Some of Load Balancers will be mentioned in this article, including:
- general Layer 7 (application) layer
- DNS L7 layer load balancers
- L4 (transport) layer load balancers
- general L3 (network)
- Anycast load balancers
We’ll ignore most of the jargons to minimize preceded knowledge of computer networking, except the basic idea of OSI 7 layer model. The OSI 7 layer model is a model used to separate responsibilities of devices in a network, providing transparent and standard interfaces to both upper and lower layers. They’re named from high to low as:
- Application Layer (Layer 7). High-level APIs, including resource sharing, remote file access
- Presentation Layer. Translation of data between a networking service and an application; including character encoding, data compression, and encryption/decryption
- Session Layer. Managing communication sessions, i.e. continuous exchange of information in the form of multiple back-and-forth transmissions between two nodes
- Transport Layer. Reliable transmission of data segments between points on a network, including segmentation, and multiplexing
- Network Layer. Structuring and managing a multi-node network, including addressing, routing and traffic control
- Data Link Layer.
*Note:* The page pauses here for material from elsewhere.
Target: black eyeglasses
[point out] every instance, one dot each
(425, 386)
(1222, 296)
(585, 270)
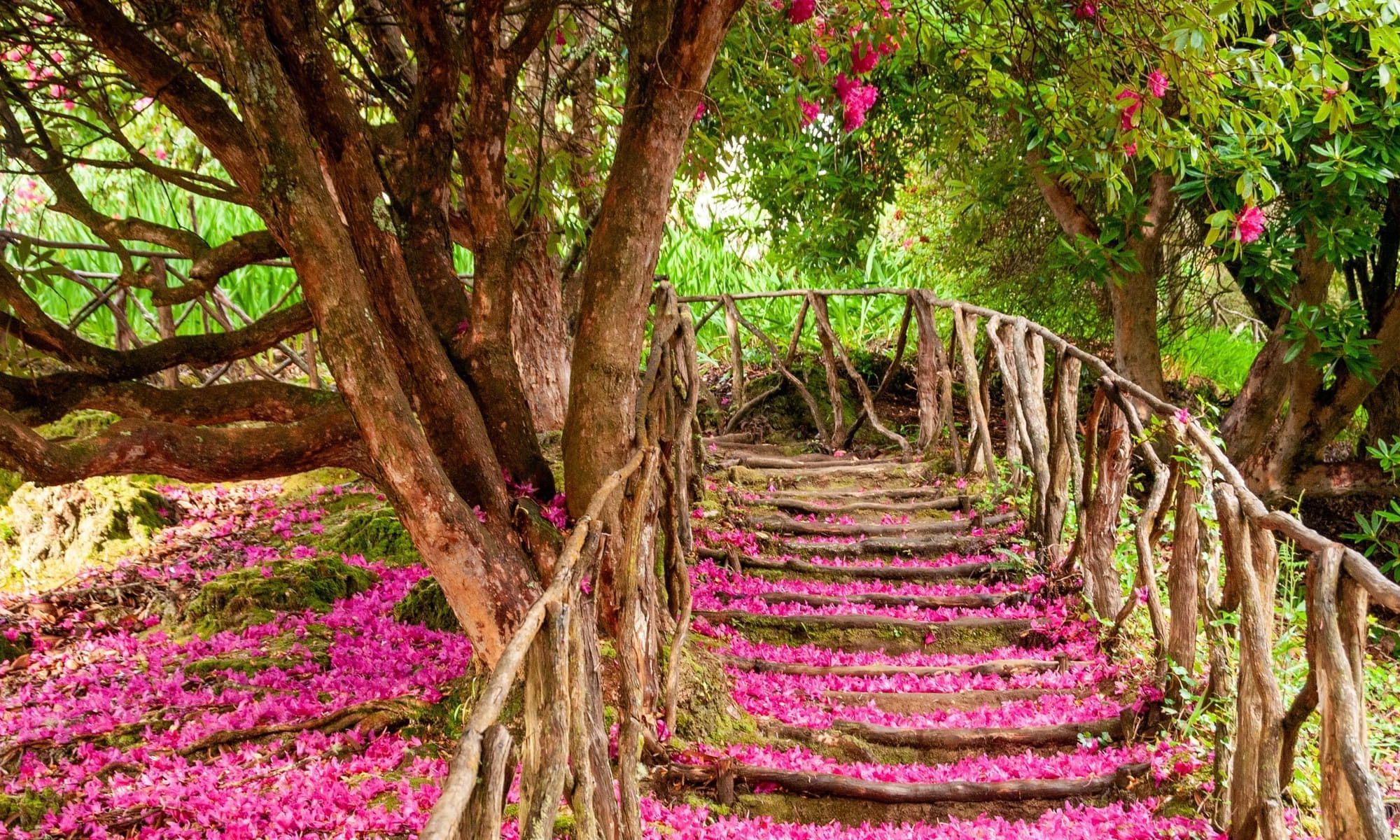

Reliable transmission of data frames between two nodes connected by a physical layer
- Physical Layer (Layer 1). Transmission and reception of raw bit stream over a physical medium
For any layer of them, its upper layer and lower are transparent if available, meaning it isn’t capable of having any insight of other layers. This is a very important concept for OSI model and will be implied in the following article.
Types of LBs
L7, application layer
An L7 load balancer operates at the highest level of OSI level, but this doesn’t mean it has insights for all layers, but simply L7. The content in L7 is the actual information of applications, which includes HTTP, DNS, and FTP etc. This gives the L7 LB ability to terminate traffic and make decisions based on the content of messages, such as URL and cookie. It then forwards traffic to actual servers behind.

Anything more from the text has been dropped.